L’élément majeur commun aux deux œuvres, et qui peut s’épanouir dans le contexte de la Chapelle royale, est une forme
de mystique religieuse qui finit par imprégner intensément l’auditeur après deux heures de concert. Le Te
Deum
a en effet été composé pour le baptême du fils aîné de Lully,
et la Missa
Salisburgensis
pour les mille-cent ans de la Fondation de l’Archevêché de
Salzbourg. L'idée de mystique inatteignable qui
se voit dans le jeu très particulier demandé aux chanteurs, Václav Luks qualifiant même la Missa
Salisburgensis d’« expérimentale »
dans sa note d’intention. Les performances vocales des solistes
sont ainsi particulièrement pointues et techniques, comme celles du
petit chœur de Lully, brillant notamment par ses départs en fugue
enchaînés agiles. Le haute-contre Tobias Hunger s’illustre alors
avec une maîtrise articulée ainsi qu’une musicalité et une
justesse d’interprétation. Samir Bouadjadja en taille (environ le registre de baryténor) assume
aussi très bien sa partie avec une puissance perçante qui s’allie au velouté du timbre chaud de la basse
Tomáš Šelc, alors que les deux dessus apparaissent comme légèrement
en arrière-fond. Grâce à l’interprétation subtile du petit
chœur dans ce même Te
Deum,
l'auditoire peut noter une part d’originalité et de modernité qui font
apparaître l’œuvre de Lully pleine de mystère. Ce même phénomène se déploie pour Biber, dans l’Agnus Dei où les sonorités surprenantes sont forgées par l’orchestre et
les voix, comme un chemin vers le divin qui semble transfigurer les
musiciens, mais aussi le public. Les chanteurs apparaissent comme
portés, les voix se superposant et s’échangeant ainsi la mélodie.

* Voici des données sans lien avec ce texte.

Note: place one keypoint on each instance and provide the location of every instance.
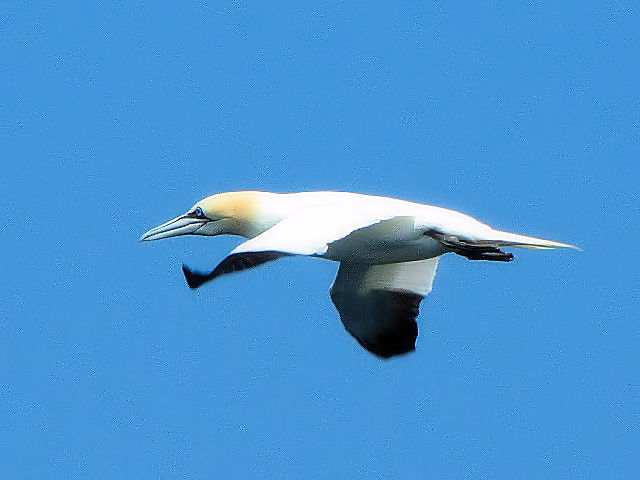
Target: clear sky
(117, 116)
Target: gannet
(388, 250)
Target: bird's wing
(307, 233)
(378, 304)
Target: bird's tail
(498, 238)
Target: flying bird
(388, 250)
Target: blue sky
(116, 117)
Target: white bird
(388, 250)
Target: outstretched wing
(378, 304)
(308, 233)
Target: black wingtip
(194, 279)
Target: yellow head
(233, 213)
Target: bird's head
(233, 213)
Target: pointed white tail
(508, 239)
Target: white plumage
(388, 250)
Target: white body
(388, 250)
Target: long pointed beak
(182, 225)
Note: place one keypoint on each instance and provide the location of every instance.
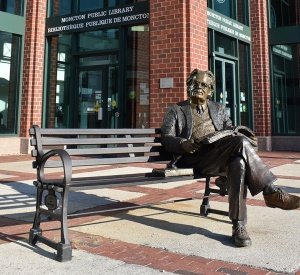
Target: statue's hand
(189, 147)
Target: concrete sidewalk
(168, 237)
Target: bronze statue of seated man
(185, 129)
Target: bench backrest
(99, 146)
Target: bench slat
(100, 140)
(104, 151)
(103, 161)
(121, 131)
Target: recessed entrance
(98, 97)
(226, 87)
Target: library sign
(228, 26)
(134, 14)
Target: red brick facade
(178, 43)
(260, 68)
(33, 69)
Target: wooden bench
(69, 148)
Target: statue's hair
(197, 71)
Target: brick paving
(160, 259)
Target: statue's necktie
(200, 110)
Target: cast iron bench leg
(64, 248)
(36, 231)
(204, 208)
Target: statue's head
(200, 86)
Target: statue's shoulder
(179, 105)
(215, 105)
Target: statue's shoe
(240, 236)
(282, 199)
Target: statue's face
(200, 88)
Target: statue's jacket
(178, 123)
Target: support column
(178, 44)
(33, 69)
(261, 73)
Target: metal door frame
(236, 115)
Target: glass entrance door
(98, 97)
(280, 103)
(225, 91)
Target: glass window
(9, 82)
(284, 13)
(286, 89)
(99, 40)
(226, 7)
(225, 44)
(12, 6)
(243, 12)
(58, 96)
(137, 77)
(245, 83)
(237, 10)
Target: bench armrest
(66, 163)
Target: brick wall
(32, 88)
(260, 68)
(178, 44)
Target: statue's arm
(170, 132)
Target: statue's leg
(237, 191)
(237, 196)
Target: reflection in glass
(245, 83)
(12, 6)
(137, 77)
(99, 40)
(284, 13)
(225, 44)
(226, 7)
(9, 68)
(286, 89)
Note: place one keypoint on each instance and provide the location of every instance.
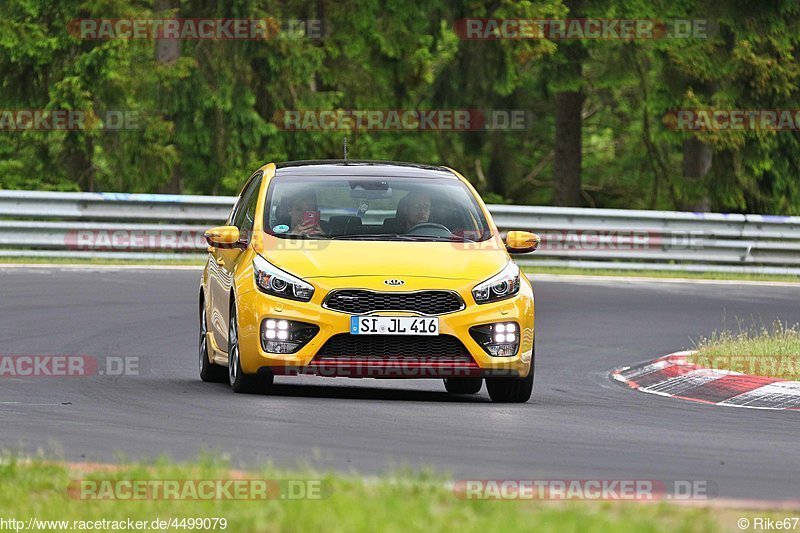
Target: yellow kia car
(366, 269)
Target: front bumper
(255, 306)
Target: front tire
(239, 381)
(209, 372)
(463, 385)
(511, 390)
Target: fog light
(285, 336)
(498, 340)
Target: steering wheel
(429, 225)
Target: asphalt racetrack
(578, 425)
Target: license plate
(393, 325)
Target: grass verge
(91, 261)
(760, 351)
(660, 274)
(417, 502)
(527, 269)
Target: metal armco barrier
(159, 226)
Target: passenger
(413, 209)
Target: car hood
(335, 259)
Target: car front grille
(402, 347)
(355, 302)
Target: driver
(300, 204)
(413, 209)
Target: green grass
(761, 351)
(660, 274)
(528, 269)
(87, 261)
(407, 502)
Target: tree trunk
(567, 162)
(697, 159)
(168, 51)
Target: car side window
(246, 210)
(249, 210)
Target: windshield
(373, 208)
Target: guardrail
(157, 226)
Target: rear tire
(463, 385)
(239, 381)
(209, 372)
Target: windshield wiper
(451, 238)
(299, 236)
(373, 237)
(401, 237)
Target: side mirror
(520, 242)
(224, 237)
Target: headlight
(272, 280)
(503, 285)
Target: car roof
(353, 167)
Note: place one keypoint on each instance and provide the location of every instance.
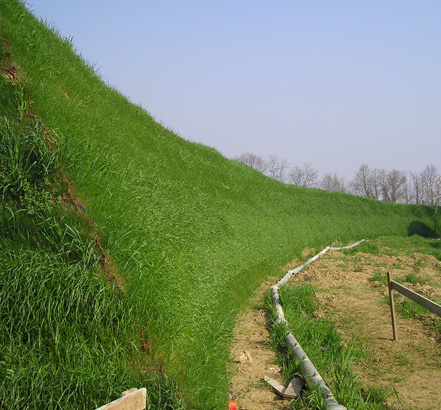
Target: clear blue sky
(332, 83)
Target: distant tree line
(376, 183)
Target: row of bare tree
(376, 183)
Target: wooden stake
(392, 307)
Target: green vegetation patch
(328, 351)
(191, 232)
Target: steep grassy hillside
(189, 233)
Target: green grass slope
(190, 232)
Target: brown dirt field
(411, 365)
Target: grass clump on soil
(66, 336)
(331, 355)
(191, 232)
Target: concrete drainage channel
(307, 369)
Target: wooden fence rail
(133, 399)
(413, 296)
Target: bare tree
(396, 183)
(304, 177)
(332, 183)
(277, 168)
(363, 182)
(416, 187)
(429, 178)
(252, 160)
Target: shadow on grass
(421, 229)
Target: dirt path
(252, 358)
(411, 365)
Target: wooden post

Les départs en fugue sont plutôt bien assumés, en particulier par
les sopranos et altos qui manient les vocalises avec une finesse et
une technique toutes en agilité, en particulier les solistes
sopranos Jenny Högström, Lucía Caihuela, Aldona Bartnik et Dora Rubart-Pavlíková, les altos se trouvant légèrement couvertes par
les cordes nombreuses et sonores de l’orchestre.
Enfin les deux œuvres sont surtout unies par le triomphal et le magistral, ce qui n’est pas sans augurer d'un futur classicisme, surtout pour Biber. Le Collegium (et Collegium Vocale) 1704 se plaît dans le brillant de ces deux compositions, les chœurs et en particulier les sopranos se mettant ainsi en valeur dans le Te Deum de Lully, toujours très vives et surplombant parfois le petit chœur. Le clavecin, très rythmique, soutient alors bien cette dynamique qui montre une pureté et un enthousiasme fidèles à l’esprit de la composition, baptême d’un enfant dont le parrain est Louis XIV. Tout mène à l’apothéose que constitue la fin de la pièce, bien soutenue par la direction de Václav Luks, qui emporte la salle dans son enthousiasme. La Missa Salisburgensis est alors l’occasion de révéler quelques talents, comme la violoniste Helena Zemanová, qui avait déjà porté le Te Deum par sa vivacité. Dans les voix se retrouvent de nouveau des sopranos excellentes dont les vocalises rythmiques surpassent celles des voix masculines. Ces dernières s’illustrent malgré tout dans un quatuor de basses, comprenant Tomas Kral, Felix Schwandtke, Tomáš Šelc et Jaromir Nosek. La Missa Salisburgensis se distingue aussi par l’harmonie : bien que nombreuse, elle semble accordée et ample, contrastée finement par les quatre flûtes qui concourent aussi à la concorde de la pièce.
Ainsi, si le Te Deum pèche parfois par un certain manque de dynamisme, la Missa Salisburgensis valorise un effet tonnant qu’accentue le jeu des timbales et des vents. Les accords de l’orchestre se mêlent alors à ceux des voix, dans l’acoustique très particulière mais finalement si adaptée de la Chapelle royale où le public devient Cour attentive.